Fiction | June 01, 1990
The Last Brown Deli Bag In the Grand Union
Lucile Lichtblau
My mother is missing. I left her sitting in the passenger side of my grey ’82 Toyota angle-parked downtown in front of the Quik Cleaners while I ran inside. Five minutes it took me, tops, two dresses, a skirt and one of Harry’s suits. I come back to the car. It’s parked slightly cockeyed, but legal. I look inside and it’s empty. At first I think I’m losing my mind. Maybe I took the other car, the Rabbit, but I never drive the Rabbit because of the brakes and the radio.
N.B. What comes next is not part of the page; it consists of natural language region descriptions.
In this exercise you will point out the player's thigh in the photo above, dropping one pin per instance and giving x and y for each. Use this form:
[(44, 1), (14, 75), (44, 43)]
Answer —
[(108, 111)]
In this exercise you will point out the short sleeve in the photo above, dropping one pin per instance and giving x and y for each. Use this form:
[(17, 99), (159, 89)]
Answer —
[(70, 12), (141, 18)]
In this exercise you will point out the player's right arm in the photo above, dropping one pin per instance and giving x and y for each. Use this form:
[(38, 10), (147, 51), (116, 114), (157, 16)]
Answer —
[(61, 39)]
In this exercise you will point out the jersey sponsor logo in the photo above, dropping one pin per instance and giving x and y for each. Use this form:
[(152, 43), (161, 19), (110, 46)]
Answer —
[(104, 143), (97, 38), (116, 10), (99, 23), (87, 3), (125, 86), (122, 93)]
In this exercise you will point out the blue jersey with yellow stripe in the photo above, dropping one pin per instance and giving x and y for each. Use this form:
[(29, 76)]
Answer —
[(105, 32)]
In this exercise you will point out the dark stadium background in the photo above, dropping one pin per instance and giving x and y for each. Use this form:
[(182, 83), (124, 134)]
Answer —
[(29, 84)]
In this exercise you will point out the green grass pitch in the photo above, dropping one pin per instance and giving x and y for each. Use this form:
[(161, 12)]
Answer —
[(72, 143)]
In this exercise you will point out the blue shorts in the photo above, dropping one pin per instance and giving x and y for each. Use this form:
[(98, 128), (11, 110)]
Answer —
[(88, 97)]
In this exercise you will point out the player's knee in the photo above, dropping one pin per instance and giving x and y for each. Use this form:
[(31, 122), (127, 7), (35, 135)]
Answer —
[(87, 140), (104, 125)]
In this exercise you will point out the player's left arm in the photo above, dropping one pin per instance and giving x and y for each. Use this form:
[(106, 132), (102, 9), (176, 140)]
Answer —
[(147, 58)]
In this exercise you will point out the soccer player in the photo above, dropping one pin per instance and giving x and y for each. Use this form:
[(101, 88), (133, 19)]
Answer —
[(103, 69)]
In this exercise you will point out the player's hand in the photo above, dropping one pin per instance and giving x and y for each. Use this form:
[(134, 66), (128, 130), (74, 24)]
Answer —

I know I took the grey Toyota, which I always take, and anyway it’s there in front of the cleaners where I left it and my mother isn’t. She’s eighty-five years old; where could she be? She’s frail. She’s hard of hearing. She sees but not so well. I look around. Maybe she needed to pee or something. I go into the store next to Quik and ask if they have an old lady in the bathroom. They think I’m crazy. This is a dress shop for teenagers they tell me. I see that it is. The lights are flashing. The music is playing. The clothes are not real clothes. What would an old lady be doing in our bathroom? they say. I go back on the street and look again. She’s not there. I go back to the car and see the note. It’s on the front seat. We have your mother. Do not panic, it says. You hear that? Do not panic. Go home and wait for our call.